SIMD Explained: Hands-on Hardware Hacking for Software Developers

2026-01-18

As software engineers, we often treat the GPU as a "black box" that runs shaders or CUDA kernels. This project peels back that layer. Here is a breakdown of why it's cool, how to get started, and what the code looks like.

Most of us are used to Von Neumann architecture (sequential CPU execution). Diving into a Verilog-based GPU helps you understand

SIMD (Single Instruction, Multiple Data)
You’ll see how a single instruction is physically broadcast to multiple execution units.

Parallelism Constraints
You’ll understand why branching (if/else) is expensive on a GPU (branch divergence) because you can see the hardware logic trying to manage it.

Memory Bandwidth
You'll realize why data movement is usually the bottleneck, not the computation itself.

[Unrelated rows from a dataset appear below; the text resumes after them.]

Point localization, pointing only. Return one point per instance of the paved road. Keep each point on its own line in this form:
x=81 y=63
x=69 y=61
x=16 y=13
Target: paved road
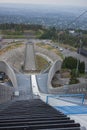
x=67 y=52
x=24 y=86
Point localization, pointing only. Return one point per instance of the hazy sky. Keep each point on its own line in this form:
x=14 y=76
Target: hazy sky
x=57 y=2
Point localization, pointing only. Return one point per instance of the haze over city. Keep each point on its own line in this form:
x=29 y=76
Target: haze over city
x=50 y=2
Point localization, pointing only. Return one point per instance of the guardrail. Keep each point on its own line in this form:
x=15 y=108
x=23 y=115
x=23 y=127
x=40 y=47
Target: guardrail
x=68 y=97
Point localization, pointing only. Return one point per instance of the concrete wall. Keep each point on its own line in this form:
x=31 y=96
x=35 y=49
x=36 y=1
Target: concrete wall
x=4 y=67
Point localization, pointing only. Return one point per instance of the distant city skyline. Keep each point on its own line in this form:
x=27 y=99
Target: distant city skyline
x=50 y=2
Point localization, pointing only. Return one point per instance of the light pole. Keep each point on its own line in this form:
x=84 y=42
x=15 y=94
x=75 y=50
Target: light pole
x=79 y=50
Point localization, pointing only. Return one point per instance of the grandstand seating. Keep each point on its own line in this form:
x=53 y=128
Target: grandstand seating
x=34 y=114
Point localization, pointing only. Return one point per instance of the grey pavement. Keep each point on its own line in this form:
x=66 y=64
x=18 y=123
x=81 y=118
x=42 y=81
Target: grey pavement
x=42 y=82
x=29 y=61
x=24 y=86
x=67 y=52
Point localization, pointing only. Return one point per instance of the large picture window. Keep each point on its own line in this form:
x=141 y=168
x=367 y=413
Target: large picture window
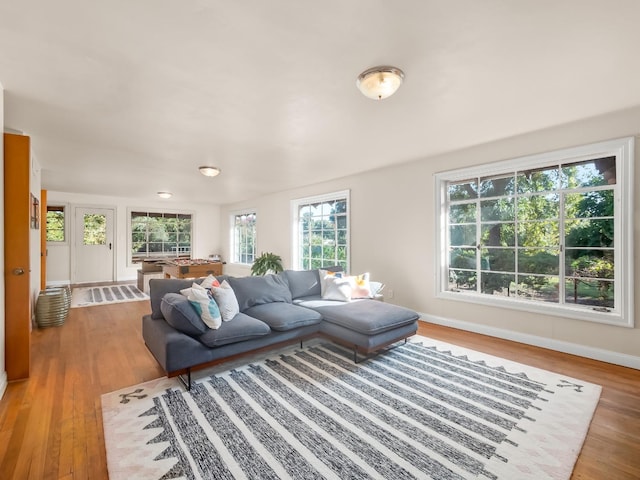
x=157 y=235
x=548 y=233
x=321 y=236
x=244 y=237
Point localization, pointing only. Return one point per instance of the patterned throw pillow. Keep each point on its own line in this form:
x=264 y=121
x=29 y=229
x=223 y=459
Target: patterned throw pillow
x=205 y=306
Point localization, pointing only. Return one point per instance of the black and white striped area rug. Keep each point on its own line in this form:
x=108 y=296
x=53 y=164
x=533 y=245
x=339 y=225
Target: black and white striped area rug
x=103 y=294
x=423 y=410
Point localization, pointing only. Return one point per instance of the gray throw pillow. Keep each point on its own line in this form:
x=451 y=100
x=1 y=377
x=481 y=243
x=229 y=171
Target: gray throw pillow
x=180 y=314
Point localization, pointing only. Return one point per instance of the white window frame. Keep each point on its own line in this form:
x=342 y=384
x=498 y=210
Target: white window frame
x=623 y=150
x=232 y=234
x=130 y=261
x=295 y=223
x=65 y=207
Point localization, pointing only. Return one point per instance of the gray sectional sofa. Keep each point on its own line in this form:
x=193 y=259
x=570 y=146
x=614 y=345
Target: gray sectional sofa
x=274 y=309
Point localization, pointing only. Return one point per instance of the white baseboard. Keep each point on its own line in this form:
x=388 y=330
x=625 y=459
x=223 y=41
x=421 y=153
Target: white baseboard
x=608 y=356
x=3 y=383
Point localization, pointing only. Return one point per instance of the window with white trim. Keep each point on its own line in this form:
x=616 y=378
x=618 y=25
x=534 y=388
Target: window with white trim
x=321 y=231
x=243 y=237
x=156 y=235
x=549 y=233
x=56 y=224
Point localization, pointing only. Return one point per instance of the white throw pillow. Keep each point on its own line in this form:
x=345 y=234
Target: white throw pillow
x=194 y=286
x=226 y=299
x=360 y=286
x=337 y=288
x=324 y=276
x=206 y=307
x=209 y=282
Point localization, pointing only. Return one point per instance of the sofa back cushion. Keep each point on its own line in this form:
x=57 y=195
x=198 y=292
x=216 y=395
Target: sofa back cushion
x=251 y=291
x=303 y=283
x=159 y=287
x=180 y=314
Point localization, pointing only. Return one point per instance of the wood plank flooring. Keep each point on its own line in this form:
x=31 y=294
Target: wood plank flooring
x=51 y=424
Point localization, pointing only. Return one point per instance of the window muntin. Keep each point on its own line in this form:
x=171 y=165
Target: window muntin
x=321 y=236
x=545 y=230
x=244 y=237
x=157 y=235
x=56 y=231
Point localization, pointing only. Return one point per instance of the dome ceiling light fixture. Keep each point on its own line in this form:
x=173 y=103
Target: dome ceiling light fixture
x=209 y=171
x=380 y=82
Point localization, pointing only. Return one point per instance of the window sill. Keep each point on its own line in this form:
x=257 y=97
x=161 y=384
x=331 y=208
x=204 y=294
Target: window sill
x=615 y=318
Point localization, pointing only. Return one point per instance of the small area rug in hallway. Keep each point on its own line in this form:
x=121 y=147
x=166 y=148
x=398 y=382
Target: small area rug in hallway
x=104 y=294
x=425 y=409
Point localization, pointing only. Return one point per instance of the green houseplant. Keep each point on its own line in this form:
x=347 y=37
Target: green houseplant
x=267 y=263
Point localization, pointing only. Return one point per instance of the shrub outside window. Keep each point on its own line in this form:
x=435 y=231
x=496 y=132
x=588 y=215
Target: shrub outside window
x=56 y=231
x=548 y=233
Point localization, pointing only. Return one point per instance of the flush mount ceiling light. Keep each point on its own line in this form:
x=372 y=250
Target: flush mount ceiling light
x=209 y=171
x=380 y=82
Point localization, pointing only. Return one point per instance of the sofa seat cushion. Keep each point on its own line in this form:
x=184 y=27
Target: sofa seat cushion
x=251 y=291
x=242 y=327
x=284 y=316
x=369 y=317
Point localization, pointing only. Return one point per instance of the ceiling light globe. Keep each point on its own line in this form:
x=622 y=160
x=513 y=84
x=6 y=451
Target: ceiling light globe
x=209 y=171
x=380 y=82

The tiny-gpu project focuses on a minimal implementation. Instead of the thousands of cores in an NVIDIA RTX card, this gives you a handful of cores so you can actually trace the signal from the instruction fetch to the register file.

The Dispatcher
Sends instructions to the available cores.

The Cores
Simple Arithmetic Logic Units (ALUs) that perform calculations in parallel.

The Register File
Where local variables for each "thread" are stored.

Since this is hardware description code (Verilog), you don't "run" it like Python. You simulate it or synthesize it for an FPGA.

Clone the repo

git clone https://github.com/adam-maj/tiny-gpu.git

Install Tools
You'll need Icarus Verilog (for simulation) and GTKWave (to see the waveform diagrams).

Run a Simulation
Typically, you would run

iverilog -o gpu_sim testbench.v gpu.v
vvp gpu_sim

In Verilog, we aren't writing lines of code that execute one after another; we are describing hardware connections. Here’s a simplified conceptual example of how a GPU core might look in a project like this

// A simplified "Core" module
module gpu_core (
    input clk,
    input [31:0] instruction,
    input [31:0] data_in,
    output reg [31:0] data_out
);
    // Internal registers (like a tiny scratchpad for this thread)
    reg [31:0] regs [7:0]; 

    always @(posedge clk) begin
        // Decode and Execute (Simplified)
        case(instruction[31:28]) 
            4'b0001: regs[instruction[11:8]] <= regs[instruction[7:4]] + regs[instruction[3:0]]; // ADD
            4'b0010: data_out <= regs[instruction[7:4]]; // OUTPUT
        endcase
    end
endmodule

always @(posedge clk)
This tells the hardware to perform the logic every time the clock "ticks."

Parallelism
In the main GPU module, you would instantiate multiple versions of this gpu_core, all receiving the same instruction at the same time. That’s SIMD in action!

When you run the simulation, you’ll get a .vcd file. When you open this in GTKWave, you see the "heartbeat" of the GPU.

Instead of a console log, you see lines jumping from 0 to 1. This shows exactly when a register gets its value and how many clock cycles a calculation takes.

Exploring tiny-gpu is like learning how to build a combustion engine when you’ve only ever driven a car. It makes you a much better "driver" (programmer) because you’ll know exactly why certain coding patterns are faster than others.